The magazine is meant to function as "a platform where we can talk about the twentysomething experience and the frustrations that go along with it," as well as the opportunities, says Jenkins. The magazine responds in part to media reports that made young college graduates seem like lost causes. The Intentional aims to show that millennials are capable of more than tweeting and Instagramming—and that they, too, believe in print media.

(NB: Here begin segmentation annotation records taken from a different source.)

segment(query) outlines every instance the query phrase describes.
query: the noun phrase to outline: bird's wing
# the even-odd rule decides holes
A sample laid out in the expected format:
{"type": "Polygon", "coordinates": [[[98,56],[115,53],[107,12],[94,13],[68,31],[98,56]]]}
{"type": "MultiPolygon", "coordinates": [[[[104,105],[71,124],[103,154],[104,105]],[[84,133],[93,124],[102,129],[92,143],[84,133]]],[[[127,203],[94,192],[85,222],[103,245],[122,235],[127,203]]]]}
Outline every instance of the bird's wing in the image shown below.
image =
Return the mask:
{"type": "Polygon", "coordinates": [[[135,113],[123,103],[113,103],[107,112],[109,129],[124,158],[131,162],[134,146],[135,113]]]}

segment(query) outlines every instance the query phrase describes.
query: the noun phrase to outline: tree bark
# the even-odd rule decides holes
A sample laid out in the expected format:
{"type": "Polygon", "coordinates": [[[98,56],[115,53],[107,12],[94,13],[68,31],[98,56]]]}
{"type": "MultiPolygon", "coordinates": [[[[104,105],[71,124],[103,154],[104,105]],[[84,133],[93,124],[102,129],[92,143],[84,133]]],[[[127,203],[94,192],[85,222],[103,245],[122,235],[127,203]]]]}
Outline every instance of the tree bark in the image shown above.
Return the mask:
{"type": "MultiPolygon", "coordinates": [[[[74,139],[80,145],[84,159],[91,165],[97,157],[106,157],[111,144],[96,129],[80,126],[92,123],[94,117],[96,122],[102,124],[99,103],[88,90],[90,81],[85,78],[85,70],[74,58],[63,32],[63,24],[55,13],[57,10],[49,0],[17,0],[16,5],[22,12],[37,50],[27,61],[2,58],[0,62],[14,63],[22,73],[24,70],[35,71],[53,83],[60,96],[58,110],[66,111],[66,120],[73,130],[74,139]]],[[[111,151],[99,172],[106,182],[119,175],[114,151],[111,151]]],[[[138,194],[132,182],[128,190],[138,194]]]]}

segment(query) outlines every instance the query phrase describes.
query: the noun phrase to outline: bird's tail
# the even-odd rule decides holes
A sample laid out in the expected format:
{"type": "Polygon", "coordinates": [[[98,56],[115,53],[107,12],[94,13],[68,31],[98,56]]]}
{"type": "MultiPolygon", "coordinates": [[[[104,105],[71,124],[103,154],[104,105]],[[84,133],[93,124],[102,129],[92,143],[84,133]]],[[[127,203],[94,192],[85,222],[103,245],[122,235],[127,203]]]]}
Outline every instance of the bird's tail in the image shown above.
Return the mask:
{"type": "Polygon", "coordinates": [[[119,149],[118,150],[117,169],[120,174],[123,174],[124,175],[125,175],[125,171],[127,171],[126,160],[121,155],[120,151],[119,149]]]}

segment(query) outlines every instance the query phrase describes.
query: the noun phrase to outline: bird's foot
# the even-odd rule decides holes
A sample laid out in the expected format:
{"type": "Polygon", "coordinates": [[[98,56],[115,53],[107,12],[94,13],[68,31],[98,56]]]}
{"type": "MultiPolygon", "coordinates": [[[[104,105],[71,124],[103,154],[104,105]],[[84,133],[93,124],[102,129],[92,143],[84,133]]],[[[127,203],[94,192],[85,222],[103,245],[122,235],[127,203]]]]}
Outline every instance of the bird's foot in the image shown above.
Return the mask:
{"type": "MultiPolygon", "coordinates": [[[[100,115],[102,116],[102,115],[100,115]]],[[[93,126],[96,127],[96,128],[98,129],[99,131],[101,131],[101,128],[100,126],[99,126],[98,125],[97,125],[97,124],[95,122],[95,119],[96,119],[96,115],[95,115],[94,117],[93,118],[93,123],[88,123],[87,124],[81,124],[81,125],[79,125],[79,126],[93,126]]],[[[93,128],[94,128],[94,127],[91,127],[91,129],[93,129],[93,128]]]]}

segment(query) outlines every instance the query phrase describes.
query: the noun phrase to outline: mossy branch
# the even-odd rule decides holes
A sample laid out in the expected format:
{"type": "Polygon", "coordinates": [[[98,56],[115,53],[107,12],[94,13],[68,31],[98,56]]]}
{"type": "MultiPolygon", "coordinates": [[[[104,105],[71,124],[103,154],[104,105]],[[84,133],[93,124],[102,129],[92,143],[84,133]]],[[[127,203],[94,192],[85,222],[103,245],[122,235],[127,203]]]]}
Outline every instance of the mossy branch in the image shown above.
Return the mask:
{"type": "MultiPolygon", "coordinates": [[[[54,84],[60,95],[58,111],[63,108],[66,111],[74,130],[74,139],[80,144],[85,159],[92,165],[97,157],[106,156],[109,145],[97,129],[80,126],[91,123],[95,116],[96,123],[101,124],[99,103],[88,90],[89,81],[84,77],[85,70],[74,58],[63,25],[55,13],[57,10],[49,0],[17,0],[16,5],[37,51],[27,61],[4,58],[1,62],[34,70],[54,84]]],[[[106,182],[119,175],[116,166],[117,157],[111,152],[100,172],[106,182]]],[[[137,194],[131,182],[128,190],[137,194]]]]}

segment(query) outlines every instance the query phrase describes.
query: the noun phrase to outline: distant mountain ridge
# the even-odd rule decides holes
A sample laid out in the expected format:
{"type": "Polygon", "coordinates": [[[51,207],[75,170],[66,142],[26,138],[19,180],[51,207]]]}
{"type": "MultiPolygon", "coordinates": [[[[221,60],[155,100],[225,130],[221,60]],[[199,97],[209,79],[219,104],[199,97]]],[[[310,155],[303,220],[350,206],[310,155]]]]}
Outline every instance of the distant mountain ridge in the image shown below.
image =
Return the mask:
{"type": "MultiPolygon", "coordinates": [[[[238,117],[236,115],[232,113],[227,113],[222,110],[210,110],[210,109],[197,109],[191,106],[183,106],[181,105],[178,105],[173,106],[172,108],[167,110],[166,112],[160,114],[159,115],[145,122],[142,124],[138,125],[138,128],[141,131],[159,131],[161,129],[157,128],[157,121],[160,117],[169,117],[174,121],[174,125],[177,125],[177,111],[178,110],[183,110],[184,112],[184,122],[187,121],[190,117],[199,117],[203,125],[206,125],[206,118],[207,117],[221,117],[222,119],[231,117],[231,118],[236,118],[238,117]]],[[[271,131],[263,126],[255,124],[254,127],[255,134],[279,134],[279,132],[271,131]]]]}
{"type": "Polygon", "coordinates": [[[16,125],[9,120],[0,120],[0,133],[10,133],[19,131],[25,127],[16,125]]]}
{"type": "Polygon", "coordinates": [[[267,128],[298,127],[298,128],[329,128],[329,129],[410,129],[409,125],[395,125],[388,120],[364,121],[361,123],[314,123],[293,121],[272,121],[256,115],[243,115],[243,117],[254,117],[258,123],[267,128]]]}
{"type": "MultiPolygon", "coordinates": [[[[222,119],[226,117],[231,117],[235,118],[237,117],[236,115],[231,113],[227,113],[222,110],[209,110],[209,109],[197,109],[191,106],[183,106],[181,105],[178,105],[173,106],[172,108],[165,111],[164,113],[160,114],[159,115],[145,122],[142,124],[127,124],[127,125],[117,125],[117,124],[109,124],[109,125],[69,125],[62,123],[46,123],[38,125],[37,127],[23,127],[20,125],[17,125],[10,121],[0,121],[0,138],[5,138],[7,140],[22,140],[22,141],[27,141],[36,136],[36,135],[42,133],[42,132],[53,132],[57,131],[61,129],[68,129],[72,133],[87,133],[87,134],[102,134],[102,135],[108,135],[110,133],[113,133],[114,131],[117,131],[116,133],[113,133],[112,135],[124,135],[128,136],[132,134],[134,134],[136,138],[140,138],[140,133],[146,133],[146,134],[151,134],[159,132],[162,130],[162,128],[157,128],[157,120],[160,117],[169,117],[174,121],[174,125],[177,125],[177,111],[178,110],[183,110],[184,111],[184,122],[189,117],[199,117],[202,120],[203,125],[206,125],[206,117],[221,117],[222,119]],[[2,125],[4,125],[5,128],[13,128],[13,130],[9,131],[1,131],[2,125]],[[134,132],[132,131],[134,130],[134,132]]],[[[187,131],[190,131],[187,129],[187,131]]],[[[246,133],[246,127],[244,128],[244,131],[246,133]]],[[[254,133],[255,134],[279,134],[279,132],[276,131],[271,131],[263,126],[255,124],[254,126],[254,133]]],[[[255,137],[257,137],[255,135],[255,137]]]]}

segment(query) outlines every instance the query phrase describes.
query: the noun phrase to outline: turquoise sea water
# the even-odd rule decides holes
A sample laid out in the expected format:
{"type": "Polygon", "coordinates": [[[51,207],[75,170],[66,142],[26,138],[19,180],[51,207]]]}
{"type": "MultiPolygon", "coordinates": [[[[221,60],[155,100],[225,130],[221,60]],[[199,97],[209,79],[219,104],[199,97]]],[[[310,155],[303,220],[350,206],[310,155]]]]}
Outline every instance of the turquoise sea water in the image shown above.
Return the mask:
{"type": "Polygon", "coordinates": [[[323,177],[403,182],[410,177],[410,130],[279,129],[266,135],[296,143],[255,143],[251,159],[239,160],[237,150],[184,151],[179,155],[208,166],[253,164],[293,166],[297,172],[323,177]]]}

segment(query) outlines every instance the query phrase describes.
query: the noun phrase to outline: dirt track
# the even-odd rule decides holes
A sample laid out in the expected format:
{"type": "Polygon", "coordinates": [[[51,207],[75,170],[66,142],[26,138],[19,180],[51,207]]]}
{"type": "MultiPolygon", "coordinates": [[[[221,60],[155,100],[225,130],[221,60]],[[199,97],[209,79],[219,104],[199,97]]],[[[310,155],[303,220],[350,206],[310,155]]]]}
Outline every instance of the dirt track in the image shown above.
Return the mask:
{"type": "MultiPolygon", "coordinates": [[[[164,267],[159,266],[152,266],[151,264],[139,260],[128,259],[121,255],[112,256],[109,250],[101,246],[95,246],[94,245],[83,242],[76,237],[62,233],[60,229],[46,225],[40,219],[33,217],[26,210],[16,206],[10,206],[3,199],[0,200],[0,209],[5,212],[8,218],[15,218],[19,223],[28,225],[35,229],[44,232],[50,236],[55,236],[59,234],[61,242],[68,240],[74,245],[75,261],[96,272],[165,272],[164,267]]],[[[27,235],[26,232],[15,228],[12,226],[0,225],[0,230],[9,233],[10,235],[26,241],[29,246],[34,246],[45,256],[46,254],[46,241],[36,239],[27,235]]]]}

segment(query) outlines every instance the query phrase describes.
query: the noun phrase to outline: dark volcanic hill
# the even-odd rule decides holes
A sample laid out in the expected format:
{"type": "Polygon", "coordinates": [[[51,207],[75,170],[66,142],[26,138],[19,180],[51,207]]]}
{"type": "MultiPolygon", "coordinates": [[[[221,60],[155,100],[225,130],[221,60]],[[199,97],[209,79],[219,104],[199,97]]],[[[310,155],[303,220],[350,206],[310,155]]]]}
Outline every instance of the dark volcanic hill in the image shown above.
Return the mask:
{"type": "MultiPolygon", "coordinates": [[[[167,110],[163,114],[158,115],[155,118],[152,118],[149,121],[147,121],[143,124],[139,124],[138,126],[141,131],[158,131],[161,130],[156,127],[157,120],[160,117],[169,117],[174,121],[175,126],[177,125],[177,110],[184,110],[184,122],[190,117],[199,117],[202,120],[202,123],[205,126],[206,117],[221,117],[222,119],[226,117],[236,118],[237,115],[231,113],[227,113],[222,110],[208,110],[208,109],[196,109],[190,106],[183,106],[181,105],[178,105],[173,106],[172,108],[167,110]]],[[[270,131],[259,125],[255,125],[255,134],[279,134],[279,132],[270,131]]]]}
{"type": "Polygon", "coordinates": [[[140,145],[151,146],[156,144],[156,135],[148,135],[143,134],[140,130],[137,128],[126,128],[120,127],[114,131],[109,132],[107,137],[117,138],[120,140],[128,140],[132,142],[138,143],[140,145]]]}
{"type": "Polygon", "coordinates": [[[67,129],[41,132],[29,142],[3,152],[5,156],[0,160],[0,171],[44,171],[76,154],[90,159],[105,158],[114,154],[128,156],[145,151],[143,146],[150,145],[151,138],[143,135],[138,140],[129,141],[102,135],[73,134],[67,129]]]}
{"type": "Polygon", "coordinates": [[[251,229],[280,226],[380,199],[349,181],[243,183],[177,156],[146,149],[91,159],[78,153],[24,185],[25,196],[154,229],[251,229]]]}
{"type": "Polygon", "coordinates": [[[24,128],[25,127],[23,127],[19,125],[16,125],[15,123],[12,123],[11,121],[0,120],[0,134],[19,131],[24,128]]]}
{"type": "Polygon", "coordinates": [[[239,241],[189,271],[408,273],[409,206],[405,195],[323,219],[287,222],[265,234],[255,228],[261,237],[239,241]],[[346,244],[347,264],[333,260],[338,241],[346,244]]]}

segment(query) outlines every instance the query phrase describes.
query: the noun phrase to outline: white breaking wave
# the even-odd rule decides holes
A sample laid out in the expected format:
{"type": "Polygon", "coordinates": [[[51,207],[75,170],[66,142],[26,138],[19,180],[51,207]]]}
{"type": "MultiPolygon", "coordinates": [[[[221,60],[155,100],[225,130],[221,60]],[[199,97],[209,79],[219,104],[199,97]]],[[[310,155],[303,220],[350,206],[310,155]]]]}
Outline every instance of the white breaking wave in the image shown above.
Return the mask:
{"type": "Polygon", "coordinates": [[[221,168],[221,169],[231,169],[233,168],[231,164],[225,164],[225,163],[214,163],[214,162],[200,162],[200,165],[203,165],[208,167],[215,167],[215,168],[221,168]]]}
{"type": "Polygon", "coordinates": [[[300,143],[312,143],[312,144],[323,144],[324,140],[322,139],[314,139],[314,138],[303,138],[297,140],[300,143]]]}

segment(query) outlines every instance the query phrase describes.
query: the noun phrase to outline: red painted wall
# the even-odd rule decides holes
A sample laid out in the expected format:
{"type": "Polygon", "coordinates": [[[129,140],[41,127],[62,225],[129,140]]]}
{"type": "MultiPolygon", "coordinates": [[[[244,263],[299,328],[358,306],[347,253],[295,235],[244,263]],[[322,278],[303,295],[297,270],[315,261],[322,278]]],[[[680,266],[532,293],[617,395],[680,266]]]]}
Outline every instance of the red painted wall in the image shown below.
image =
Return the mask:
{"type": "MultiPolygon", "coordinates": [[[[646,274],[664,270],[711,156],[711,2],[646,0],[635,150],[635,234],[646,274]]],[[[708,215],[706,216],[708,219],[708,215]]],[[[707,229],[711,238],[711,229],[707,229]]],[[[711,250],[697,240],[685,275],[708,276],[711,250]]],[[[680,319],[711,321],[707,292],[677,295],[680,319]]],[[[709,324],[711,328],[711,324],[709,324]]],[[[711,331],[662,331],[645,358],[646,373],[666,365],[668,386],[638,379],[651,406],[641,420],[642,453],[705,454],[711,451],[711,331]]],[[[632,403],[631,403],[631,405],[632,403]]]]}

Working with two other editors, an art director, and a designer, Jenkins has created a product that's influenced by GOOD magazine, but she says The Intentional is a little grittier and slightly less "wide-eyed." Inside, you'll find personal essays about the link between food and memory, ruminations on snobbery, and lots of art, including a photo essay of works by Baltimore-based street artist Gaia. There's even a smidgen of Washington policy talk inside essays about international development and technology. For a new venture, the magazine has already developed a small following, earned partly through its months-long online buildup and a pair of recent events, including last week's launch party at Mad Momos, with Philippa Hughes' art-party organization Pink Line Project.
Some sections stand out more than others (is another rumination on female friendship in Brooklyn really necessary?), but The Intentional contains a couple of thought-provoking pieces, notably Dave Walker's essay on a small-town general store in the hills of North Carolina. As for future plans, Jenkins is already hard at work on issue No. 2, which will debut sometime this summer.